Prawa podstawowe to normalność, a nie przywilej. OPINIA
27 kwietnia 2021Jeszcze przed poniedziałkowym (26.04.2021) szczytem w sprawie szczepień coraz głośniej słychać było apele o przywrócenie podstawowych praw osobom, które zostały zaszczepione przeciwko COVID-19 i tym, które wyzdrowiały. Około siedmiu procent ludzi w Niemczech otrzymało podwójną dawkę szczepionki i tym samym ryzyko przenoszenia wirusów Sars-Cov-2 jest według Instytutu Roberta Kocha niewielkie. W obliczu szybko rosnącej liczby szczepień ideę wspiera także Niemiecka Rada Etyki – choć dopiero od chwili, gdy każdy będzie miał możliwość zaszczepienia się.
Często podnoszonym kontrargumentem jest to, że byłby to brak solidarności, zwłaszcza wobec młodych ludzi, którzy – właśnie przez wzgląd na starsze osoby – bardzo się ograniczyli, tymczasem to właśnie starsi, czyli zaszczepieni, w pierwszej kolejności mogliby znów cieszyć się swobodami.
Obciążenie dla wszystkich
A przecież nie ma chyba nikogo, kto nie ucierpiałby i nie ograniczał się w ciągu ostatnich 14 miesięcy: Bezdzietni musieli patrzeć, jak szkoły pozostają otwarte, mimo że powodowało to wzrost zachorowalności. Rodzice musieli znosić wymogi dotyczące zdalnej pracy, podczas gdy nie wyjaśniono, jak to się ma do opieki nad dziećmi. Osoby żyjące w pojedynkę musiały znosić przymusową samotność w domu bez możliwości kontaktów. Młodzi ludzie musieli wyrzucić za burtę swoje plany na przyszłość, pensjonariusze domów opieki musieli radzić sobie bez swoich bliskich. Ta pandemia nie była dla nikogo spacerkiem po parku. To jednoczy nas wszystkich.
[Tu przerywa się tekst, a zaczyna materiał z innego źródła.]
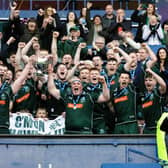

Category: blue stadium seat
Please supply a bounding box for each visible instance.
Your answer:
[101,163,161,168]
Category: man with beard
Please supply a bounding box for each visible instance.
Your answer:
[42,63,78,119]
[83,68,114,134]
[138,68,166,134]
[48,66,110,134]
[112,72,138,134]
[0,58,32,134]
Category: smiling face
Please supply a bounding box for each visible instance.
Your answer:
[57,64,68,80]
[145,77,156,91]
[92,56,103,70]
[119,73,130,89]
[71,78,83,96]
[90,70,100,85]
[93,16,101,25]
[159,49,167,60]
[62,54,72,68]
[106,60,118,75]
[139,48,148,61]
[68,12,75,22]
[79,68,90,83]
[105,4,113,16]
[146,4,155,14]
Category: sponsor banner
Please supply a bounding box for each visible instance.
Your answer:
[9,113,65,135]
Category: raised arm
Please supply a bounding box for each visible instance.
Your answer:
[74,43,86,65]
[142,43,157,68]
[22,37,38,55]
[146,68,166,94]
[97,76,110,103]
[9,2,17,20]
[48,64,61,100]
[11,56,34,94]
[51,31,59,65]
[16,42,28,69]
[114,47,132,71]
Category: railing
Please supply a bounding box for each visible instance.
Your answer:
[0,0,141,11]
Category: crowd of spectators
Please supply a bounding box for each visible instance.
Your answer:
[0,2,168,134]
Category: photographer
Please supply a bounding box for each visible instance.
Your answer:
[131,3,158,42]
[142,15,164,45]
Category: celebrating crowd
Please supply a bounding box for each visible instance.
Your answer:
[0,2,168,134]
Dlatego tym bardziej niezrozumiałe jest, że tak wielu wciąż kultywuje mentalność plemienną – młodzi przeciw starym, rodziny przeciw samotnym, zaszczepieni przeciw niezaszczepionym. W końcu wizja jest wspólna: życie prawie takie, jak przed pandemią. A każdy krok w tym kierunku jest krokiem we właściwym kierunku.
Pandemia nie powinna być nową normą
Prawa podstawowe nie są przywilejami, są normalnością. To nie ci, którzy chcą je odzyskać, muszą się tłumaczyć, ale ci, którzy chcą je nadal ograniczać. Bo to normalne w wolnym państwie, że można opuszczać i ponownie wjeżdżać do własnego kraju w wybranym terminie i tak często, jak się chce. To normalne, że siedzimy przy stole z przyjaciółmi, śmiejemy się i dyskutujemy. To normalne, że wychodzisz z domu w nocy. I to normalne, że możesz iść demonstrować.
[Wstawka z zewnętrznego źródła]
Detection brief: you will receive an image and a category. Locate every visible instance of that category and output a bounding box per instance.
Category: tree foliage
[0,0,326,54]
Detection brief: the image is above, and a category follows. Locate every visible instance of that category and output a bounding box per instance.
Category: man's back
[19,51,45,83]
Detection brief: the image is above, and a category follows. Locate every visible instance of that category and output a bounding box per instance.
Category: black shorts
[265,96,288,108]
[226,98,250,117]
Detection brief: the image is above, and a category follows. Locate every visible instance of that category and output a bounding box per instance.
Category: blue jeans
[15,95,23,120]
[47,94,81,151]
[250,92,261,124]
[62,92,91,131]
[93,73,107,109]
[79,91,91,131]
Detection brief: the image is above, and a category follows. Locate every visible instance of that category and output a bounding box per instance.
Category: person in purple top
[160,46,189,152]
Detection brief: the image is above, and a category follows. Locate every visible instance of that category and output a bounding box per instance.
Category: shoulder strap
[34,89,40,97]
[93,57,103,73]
Każda osoba, która jest zaszczepiona i stanowi niewielkie zagrożenie dla innych, musi jak najszybciej odzyskać te prawa; na tyle, na ile pozwala na to ogólna sytuacja pandemiczna.
Źle pojęta solidarność
Tak, trudno jest patrzeć, jak zaszczepiona starsza para wraca z wakacji i już następnego dnia pozwala się jej na kontynuowanie życia bez kwarantanny, podczas gdy ty czekasz na własne szczepienie. Ale nie oszczędziłoby to również nikomu kwarantanny, gdyby ta para musiała ją odbyć, całkowicie bez uzasadnienia. Nie przywróci to też młodym ludziom ich porzuconych planów na przyszłość, jeżeli emerytce nadal nie będzie wolno usiąść przy karcianym stoliku z trzema zaszczepionymi przyjaciółkami.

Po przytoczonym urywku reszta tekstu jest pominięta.